Revision as of 21:26, 8 August 2011

Problem 9

In the figure, $ABCD$ is a $2 \times 2$ square, $E$ is the midpoint of $\overline{AD}$, and $F$ is on $\overline{BE}$. If $\overline{CF}$ is perpendicular to $\overline{BE}$, then the area of quadrilateral $CDEF$ is

[asy] defaultpen(linewidth(.8pt)); dotfactor=4; pair A = (0,2); pair B = origin; pair C = (2,0); pair D = (2,2); pair E = midpoint(A--D); pair F = foot(C,B,E); dot(A);dot(B);dot(C);dot(D);dot(E);dot(F); label("$A$",A,N);label("$B$",B,S);label("$C$",C,S);label("$D$",D,N);label("$E$",E,N);label("$F$",F,NW); draw(A--B--C--D--cycle); draw(B--E); draw(C--F); draw(rightanglemark(B,F,C,4));[/asy]

$\textbf{(A)}\ 2\qquad\textbf{(B)}\ 3-\frac{\sqrt{3}}{2}\qquad\textbf{(C)}\ \frac{11}{5}\qquad\textbf{(D)}\ \sqrt{5}\qquad\textbf{(E)}\ \frac{9}{4}$

Solution 1

Since $\angle EBA = \angle FCB$ and $\angle FBC = \angle AEB$, we have $\triangle ABE \sim \triangle FCB$.

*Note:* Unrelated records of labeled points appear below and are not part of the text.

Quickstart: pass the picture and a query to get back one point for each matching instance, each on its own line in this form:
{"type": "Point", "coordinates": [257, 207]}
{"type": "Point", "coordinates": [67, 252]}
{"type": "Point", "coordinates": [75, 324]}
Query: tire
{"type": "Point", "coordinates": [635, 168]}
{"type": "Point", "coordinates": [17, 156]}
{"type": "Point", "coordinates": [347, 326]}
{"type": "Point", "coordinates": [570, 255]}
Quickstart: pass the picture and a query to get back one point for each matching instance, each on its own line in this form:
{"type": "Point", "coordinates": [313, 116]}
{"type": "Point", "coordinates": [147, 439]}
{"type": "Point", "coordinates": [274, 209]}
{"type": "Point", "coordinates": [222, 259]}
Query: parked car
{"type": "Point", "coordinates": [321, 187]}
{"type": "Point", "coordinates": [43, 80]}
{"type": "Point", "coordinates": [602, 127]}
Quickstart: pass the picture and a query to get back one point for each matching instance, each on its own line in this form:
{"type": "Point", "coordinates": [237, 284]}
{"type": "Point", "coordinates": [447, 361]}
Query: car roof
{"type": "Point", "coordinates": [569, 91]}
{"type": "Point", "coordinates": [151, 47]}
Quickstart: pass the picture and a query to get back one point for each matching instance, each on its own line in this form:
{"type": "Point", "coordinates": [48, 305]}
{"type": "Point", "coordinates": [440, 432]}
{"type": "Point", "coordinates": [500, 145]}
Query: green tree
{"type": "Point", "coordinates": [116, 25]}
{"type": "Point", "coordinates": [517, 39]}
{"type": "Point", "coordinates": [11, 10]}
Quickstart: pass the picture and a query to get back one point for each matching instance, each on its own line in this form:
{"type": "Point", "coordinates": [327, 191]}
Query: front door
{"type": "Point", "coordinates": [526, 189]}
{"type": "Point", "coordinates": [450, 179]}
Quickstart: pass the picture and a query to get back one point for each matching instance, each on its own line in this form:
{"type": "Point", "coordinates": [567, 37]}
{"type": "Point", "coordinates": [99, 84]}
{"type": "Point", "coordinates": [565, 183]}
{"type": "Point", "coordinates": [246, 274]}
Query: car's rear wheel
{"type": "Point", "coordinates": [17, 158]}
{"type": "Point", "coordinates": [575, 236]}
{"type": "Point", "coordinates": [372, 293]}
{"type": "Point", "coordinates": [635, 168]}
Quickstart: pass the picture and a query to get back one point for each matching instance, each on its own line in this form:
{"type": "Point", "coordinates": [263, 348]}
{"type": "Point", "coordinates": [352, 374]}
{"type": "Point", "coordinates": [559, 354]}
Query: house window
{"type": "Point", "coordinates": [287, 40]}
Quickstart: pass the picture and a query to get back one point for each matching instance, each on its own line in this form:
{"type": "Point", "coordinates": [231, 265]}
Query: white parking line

$\frac{AB}{FC} = \frac{BE}{CB} = \frac{EA}{BF}$

$\frac{2}{FC} = \frac{\sqrt{5}}{2} = \frac{1}{BF}$

From those two equations, we find that $CF = \frac{4}{\sqrt{5}}$ and $BF = \frac{2}{\sqrt{5}}$

Now that we have $BF$ and $CF$, we can find the area of the bottom triangle $\triangle CFB$: $\frac{1}{2}\cdot \frac{4}{\sqrt{5}} \cdot \frac{2}{\sqrt{5}} = \frac{4}{5}$

The area of left triangle $\triangle BEA$ is $\frac{1}{2}\cdot 2 \cdot 1 = 1$

The area of the square is $4$.

Thus, the area of the remaining quadrilateral is $4 - 1 - \frac{4}{5} = \frac{11}{5}$, and the answer is $\boxed{C}$

Solution 2

Place the square on a coordinate grid so that $B(0,0)$ and $D(2,2)$. Line $BE$ is $y = 2x$. Line $CF$ goes through $(2,0)$ and has slope $-\frac{1}{2}$, so it must be $y = 1 -\frac{x}{2}$

The intersection of the two lines is $F$, and $F$ thus has coordinates $(\frac{2}{5}, \frac{4}{5})$. The altitude from $F$ to $BC$ thus has length $\frac{4}{5}$, so the area of the triangle $BCF$ is $\frac{1}{2}\cdot 2\cdot \frac{4}{5} = \frac{4}{5}$.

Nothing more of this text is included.